When case numbers are lower — and therefore less of a public health concern — viral transmission chains can be longer without causing alarm, Johnson explained. "The more generations of transmission, the more opportunities there are for mutations to occur," he told Medscape Medical News. While it is difficult to anticipate how mutations can affect a virus, these changes in genetic code could be advantageous to the virus, making it more transmissible from human to human and therefore much more difficult to control.

This applies to any virus. The large Ebola outbreak from 2013–2016 is an example; a retrospective analysis found that specific amino acid changes in the Ebola virus increased growth in human cells and may have made the virus more infectious. More recently, the Delta and Omicron variants of SARS-CoV-2 each contained mutations that were associated with higher transmissibility. A recent study suggested that monkeypox appears to be mutating faster than expected, though it is not clear if these genetic mutations have changed the virus' behavior.

Dr Rachel Roper

Zoonotic infections, or viruses that originate from nonhuman animals, at first are expected to be less adapted to people, but that can change over time. When a virus continues to jump from animals to humans — as monkeypox has done since it was first identified in humans in 1970 — chances are it will gain a mutation that allows it to spread more effectively between people, said Rachel Roper, PhD, a professor of microbiology and immunology at East Carolina University, Greenville, North Carolina. She was not involved with The Lancet article.
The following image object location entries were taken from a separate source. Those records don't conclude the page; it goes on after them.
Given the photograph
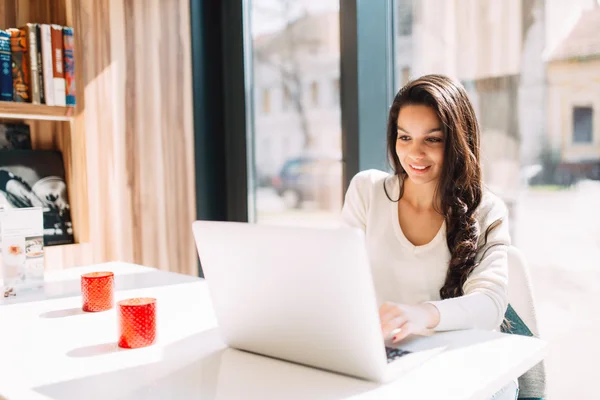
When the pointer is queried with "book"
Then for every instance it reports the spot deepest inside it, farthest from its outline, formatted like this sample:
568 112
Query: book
60 98
34 77
36 178
20 65
6 87
47 65
15 137
38 33
69 56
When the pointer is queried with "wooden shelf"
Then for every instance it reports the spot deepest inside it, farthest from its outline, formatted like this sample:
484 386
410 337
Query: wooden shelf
13 110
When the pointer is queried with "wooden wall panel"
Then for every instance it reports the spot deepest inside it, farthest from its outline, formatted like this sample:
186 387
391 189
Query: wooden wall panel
139 134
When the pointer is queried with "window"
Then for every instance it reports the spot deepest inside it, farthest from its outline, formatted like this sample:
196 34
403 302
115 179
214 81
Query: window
287 98
336 92
314 94
582 124
266 101
295 185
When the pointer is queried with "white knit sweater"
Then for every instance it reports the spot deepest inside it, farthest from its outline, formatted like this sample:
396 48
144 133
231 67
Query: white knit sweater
408 274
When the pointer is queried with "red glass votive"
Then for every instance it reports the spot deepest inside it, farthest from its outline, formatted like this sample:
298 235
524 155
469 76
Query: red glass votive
97 290
137 322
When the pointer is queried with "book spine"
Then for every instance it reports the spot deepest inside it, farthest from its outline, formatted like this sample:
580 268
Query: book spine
69 55
33 62
20 65
48 68
6 86
58 66
38 35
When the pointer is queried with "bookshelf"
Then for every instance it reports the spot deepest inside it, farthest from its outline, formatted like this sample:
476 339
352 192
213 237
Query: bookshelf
21 111
55 127
128 145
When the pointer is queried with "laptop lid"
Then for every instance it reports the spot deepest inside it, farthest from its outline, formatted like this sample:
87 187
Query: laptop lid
300 294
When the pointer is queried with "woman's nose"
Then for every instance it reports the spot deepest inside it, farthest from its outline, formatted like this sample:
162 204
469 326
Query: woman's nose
416 152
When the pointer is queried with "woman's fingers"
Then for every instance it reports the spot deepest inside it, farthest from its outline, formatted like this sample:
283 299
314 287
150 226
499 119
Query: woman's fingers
388 327
389 311
406 330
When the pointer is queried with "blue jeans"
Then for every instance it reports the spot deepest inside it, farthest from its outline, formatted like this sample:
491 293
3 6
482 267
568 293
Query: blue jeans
508 392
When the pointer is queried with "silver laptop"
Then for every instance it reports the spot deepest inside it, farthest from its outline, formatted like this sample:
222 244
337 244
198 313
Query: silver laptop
304 295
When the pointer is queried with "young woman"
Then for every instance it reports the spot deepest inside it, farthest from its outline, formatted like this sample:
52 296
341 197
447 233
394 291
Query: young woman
436 238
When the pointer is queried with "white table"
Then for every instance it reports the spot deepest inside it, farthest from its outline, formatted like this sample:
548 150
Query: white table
56 351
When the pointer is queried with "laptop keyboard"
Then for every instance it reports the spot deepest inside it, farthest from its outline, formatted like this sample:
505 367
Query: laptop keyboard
393 354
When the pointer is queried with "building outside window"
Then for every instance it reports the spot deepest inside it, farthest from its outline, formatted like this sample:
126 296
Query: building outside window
582 124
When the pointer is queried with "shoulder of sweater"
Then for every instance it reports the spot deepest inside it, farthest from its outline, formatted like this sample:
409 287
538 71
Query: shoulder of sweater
370 176
367 179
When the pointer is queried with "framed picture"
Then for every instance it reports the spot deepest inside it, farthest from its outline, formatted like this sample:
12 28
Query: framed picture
36 178
15 137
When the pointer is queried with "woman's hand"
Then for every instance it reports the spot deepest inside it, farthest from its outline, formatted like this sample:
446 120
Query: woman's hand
401 320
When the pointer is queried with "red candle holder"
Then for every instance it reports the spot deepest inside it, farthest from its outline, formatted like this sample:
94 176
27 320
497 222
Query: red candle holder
97 290
137 322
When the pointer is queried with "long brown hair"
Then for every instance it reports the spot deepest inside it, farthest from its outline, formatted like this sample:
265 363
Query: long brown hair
460 186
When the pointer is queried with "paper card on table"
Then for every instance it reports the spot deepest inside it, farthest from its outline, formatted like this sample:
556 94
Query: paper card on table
22 249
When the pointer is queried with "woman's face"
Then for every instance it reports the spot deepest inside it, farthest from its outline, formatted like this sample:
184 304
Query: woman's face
420 143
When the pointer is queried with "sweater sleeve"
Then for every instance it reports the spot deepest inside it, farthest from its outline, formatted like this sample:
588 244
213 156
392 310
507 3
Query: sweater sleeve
356 202
485 298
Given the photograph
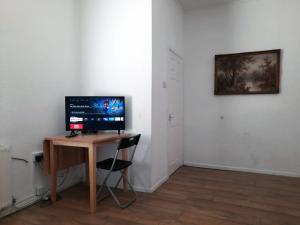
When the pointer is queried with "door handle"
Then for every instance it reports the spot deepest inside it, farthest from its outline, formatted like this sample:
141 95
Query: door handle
171 116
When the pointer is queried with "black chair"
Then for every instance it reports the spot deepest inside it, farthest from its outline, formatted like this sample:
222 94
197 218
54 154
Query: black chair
117 165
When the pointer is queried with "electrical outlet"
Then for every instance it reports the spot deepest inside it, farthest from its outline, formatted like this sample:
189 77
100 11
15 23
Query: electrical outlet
37 156
39 190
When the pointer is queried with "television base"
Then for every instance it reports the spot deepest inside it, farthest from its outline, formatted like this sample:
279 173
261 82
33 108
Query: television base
87 132
72 134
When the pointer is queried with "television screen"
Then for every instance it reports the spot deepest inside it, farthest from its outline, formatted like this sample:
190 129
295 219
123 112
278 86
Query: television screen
95 113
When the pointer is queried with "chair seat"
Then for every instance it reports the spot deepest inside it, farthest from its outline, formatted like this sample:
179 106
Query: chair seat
119 165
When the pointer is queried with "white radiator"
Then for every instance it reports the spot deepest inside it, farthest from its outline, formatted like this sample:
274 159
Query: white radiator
5 177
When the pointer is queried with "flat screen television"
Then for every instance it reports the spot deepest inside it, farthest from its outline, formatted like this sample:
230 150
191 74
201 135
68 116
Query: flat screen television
92 113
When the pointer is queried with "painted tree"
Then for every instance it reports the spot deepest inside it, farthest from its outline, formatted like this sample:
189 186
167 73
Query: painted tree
230 67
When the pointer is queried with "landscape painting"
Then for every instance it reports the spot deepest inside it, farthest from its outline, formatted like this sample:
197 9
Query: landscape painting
247 73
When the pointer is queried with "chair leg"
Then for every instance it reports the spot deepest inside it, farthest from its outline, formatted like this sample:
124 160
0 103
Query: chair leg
101 188
115 198
123 206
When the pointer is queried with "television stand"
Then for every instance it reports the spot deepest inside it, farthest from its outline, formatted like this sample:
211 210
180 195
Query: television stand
72 134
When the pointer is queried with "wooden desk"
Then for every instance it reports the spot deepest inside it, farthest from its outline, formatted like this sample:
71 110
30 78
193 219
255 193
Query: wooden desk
67 146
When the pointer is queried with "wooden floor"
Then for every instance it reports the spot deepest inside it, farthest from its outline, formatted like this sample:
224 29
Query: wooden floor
191 196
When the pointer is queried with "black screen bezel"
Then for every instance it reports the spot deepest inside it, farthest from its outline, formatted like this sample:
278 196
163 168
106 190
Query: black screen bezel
113 125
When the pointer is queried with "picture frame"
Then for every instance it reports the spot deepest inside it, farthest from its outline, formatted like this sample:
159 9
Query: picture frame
248 73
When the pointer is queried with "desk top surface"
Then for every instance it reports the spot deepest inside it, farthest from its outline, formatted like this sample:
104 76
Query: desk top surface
90 138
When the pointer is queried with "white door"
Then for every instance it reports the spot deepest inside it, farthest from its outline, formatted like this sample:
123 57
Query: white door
175 111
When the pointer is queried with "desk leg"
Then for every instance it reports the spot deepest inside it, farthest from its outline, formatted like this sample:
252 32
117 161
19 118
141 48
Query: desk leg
87 167
92 177
125 157
53 168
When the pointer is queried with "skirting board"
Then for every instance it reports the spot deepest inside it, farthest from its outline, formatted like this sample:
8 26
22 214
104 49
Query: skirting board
242 169
31 200
153 188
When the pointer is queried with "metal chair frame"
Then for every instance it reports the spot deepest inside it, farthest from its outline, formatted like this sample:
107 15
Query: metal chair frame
124 143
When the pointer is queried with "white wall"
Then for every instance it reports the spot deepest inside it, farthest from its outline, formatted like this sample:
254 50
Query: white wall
116 60
258 132
167 33
38 67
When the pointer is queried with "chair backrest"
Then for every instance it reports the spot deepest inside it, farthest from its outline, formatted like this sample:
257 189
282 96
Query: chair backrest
129 142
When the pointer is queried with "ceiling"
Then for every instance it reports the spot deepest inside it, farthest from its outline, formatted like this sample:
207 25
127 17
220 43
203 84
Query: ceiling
192 4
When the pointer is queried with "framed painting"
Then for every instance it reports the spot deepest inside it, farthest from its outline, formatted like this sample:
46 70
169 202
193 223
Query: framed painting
248 73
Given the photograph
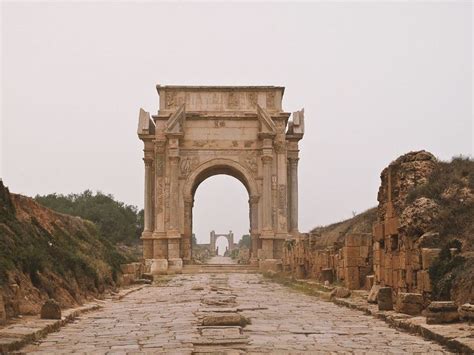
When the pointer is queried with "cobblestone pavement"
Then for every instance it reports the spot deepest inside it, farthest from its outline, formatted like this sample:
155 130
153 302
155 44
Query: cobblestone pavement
168 319
220 260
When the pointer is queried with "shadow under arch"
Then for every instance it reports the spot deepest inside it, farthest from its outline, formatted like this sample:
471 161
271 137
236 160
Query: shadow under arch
220 166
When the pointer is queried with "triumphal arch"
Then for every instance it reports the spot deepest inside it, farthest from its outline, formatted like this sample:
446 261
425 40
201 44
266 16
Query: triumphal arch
201 131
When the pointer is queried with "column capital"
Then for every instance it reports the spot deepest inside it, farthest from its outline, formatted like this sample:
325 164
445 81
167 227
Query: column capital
148 161
174 158
254 199
293 160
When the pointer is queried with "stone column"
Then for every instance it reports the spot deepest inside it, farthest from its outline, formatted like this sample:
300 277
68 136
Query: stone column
187 237
267 193
148 210
294 194
175 262
174 181
148 215
253 212
267 235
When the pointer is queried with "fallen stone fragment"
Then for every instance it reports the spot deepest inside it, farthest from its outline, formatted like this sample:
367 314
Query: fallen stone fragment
467 311
442 312
225 319
50 310
374 292
340 292
384 299
409 303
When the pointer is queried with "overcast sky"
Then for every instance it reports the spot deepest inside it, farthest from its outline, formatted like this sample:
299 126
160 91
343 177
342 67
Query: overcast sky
376 81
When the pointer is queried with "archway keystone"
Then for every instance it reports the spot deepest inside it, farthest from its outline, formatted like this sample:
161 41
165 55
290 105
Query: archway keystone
201 131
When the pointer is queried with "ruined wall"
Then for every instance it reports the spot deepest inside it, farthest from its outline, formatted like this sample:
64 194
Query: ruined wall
400 259
349 264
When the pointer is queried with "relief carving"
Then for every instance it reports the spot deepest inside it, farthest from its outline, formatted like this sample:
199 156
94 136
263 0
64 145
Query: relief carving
159 165
159 195
188 164
233 100
250 162
271 100
282 199
252 97
170 99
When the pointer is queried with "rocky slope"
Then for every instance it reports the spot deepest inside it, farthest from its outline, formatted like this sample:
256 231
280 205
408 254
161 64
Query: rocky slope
45 254
334 234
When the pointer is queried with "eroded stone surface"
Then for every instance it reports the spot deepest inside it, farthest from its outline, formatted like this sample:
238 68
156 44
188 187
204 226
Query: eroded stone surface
168 319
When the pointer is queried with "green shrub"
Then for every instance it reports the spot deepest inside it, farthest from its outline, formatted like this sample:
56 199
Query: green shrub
444 269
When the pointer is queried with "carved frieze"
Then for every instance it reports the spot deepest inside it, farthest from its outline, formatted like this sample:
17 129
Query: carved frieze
271 100
188 164
250 162
159 195
170 98
159 161
282 199
252 97
233 100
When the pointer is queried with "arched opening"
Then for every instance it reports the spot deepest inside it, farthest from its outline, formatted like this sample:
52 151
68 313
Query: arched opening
220 206
222 245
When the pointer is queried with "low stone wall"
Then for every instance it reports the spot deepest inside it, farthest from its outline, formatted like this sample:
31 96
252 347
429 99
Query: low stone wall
350 264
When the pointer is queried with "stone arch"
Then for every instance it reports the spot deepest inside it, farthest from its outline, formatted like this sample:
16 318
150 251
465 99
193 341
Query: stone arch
201 131
219 166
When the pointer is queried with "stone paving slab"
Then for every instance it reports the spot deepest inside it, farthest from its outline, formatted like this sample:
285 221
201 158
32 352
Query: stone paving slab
168 320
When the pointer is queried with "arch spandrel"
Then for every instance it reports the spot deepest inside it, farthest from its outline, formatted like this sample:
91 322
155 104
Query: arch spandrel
218 166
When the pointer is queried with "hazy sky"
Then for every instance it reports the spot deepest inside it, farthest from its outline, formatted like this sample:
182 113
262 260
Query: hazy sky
376 80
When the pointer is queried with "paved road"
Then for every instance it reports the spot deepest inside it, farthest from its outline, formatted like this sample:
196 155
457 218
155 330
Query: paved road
220 260
167 319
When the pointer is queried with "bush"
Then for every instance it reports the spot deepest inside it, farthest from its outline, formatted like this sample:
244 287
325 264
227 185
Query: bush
444 270
116 221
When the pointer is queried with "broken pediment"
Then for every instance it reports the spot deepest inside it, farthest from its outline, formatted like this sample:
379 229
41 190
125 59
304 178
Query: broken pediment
176 121
296 125
266 122
145 123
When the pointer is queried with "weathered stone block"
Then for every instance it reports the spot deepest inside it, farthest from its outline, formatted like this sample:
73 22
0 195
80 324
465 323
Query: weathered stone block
364 251
175 266
369 282
442 312
409 303
158 266
427 256
352 278
373 294
384 299
378 231
466 311
391 226
50 310
225 319
327 275
340 292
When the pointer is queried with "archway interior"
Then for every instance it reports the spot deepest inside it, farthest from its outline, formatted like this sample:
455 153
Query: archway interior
222 244
220 204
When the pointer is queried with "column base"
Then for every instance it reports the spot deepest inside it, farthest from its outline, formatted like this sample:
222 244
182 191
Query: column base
175 266
156 266
270 265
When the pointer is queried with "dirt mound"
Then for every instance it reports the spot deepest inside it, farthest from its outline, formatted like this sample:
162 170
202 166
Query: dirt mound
334 234
45 254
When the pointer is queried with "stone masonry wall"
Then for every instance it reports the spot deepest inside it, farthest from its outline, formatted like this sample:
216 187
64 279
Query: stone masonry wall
400 261
349 264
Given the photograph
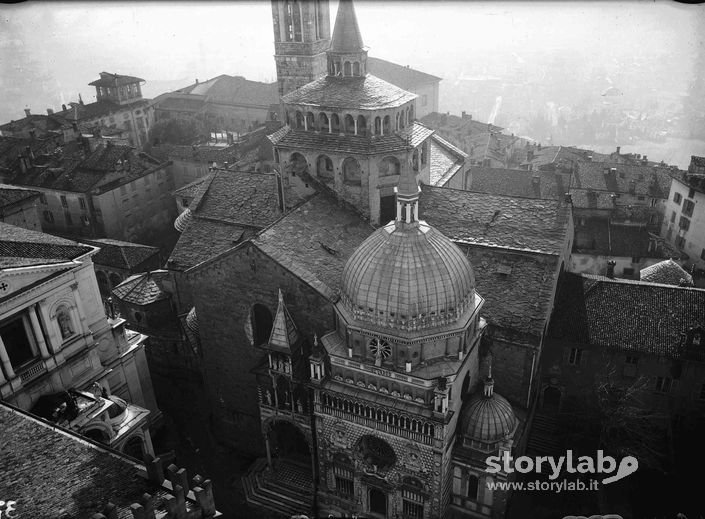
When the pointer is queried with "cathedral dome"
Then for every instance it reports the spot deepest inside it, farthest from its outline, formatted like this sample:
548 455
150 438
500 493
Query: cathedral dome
488 417
408 276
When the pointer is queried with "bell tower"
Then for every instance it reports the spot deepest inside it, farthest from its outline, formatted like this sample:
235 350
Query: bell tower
301 38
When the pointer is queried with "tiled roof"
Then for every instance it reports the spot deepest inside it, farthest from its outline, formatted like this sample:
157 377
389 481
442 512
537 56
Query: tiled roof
517 288
203 239
443 163
21 247
143 289
667 272
242 198
516 182
235 90
70 171
500 221
361 93
81 112
122 254
112 80
52 473
335 143
642 180
625 315
179 103
314 241
403 77
190 189
10 195
346 32
203 153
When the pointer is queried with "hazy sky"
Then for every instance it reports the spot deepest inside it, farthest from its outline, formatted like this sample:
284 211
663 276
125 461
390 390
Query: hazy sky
72 42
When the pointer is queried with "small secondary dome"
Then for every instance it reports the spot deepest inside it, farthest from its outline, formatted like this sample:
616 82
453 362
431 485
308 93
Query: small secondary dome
488 418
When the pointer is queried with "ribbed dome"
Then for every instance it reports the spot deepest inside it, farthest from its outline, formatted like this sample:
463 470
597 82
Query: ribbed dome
488 419
183 220
408 276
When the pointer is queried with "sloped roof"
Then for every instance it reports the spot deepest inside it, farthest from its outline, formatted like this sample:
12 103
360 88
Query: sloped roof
625 315
516 182
10 195
499 221
362 93
410 136
314 241
666 272
20 247
238 197
233 90
346 31
122 254
403 77
143 289
111 80
48 469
"We discounted monkeypox; we didn't pay much attention to it because it had not been that big of a problem," she said in an interview with Medscape; "We think this virus has been circulating now since 2017 and we really just realized it in May."

Although monkeypox received global attention this past summer, the outbreak is now receiving less news coverage, and the public's attention may be waning. Furthermore, the US Congress just dropped billions of dollars from a short-term spending bill that would have provided additional COVID-19 and monkeypox funding.

Although new cases are trending downward, now is not the time to take our foot off the gas, Johnson and colleagues warn. "The epidemic is far from over, and continued drive toward elimination is essential," the authors write. Because the virus exists in rodent populations in areas of central and west Africa, it is not possible to eradicate monkeypox as we did smallpox; however, "we could, through vaccination, eliminate any significant human to human transmission," Johnson said.

Johnson also urges a more proactive approach to combating emerging infectious diseases in the future. "We wrote this article to raise awareness about the importance of dedicating resources to controlling these diseases all the way down to ideally elimination in the countries where they develop, and not just waiting until [these diseases] reach wealthier countries," he said.

Roper agrees that a more global perspective is needed in monitoring and controlling zoonotic disease, but resources are limited. "The problem is there are a whole bunch of virus groups and a whole bunch of viruses jumping into humans all the time," she said. "We can't predict which virus group is going to be the next one with a big hit. I worked on SARS-CoV-1 back in 2003 to 2009, and I would have predicted that a virus from some other group would have jumped into humans next, before COVID hit," she added.

Johnson acknowledged that it is hard to know where to focus public health resources, considering the hundreds of thousands of zoonotic viruses that may exist. He thought the best approach was to target emerging diseases that already appear to have extended transmission chains, "not just things that are hopping from animals to humans and sputtering out and disappearing, but diseases that appear to have any sustained human to human transmission."

Johnson and Roper report no relevant financial relationships.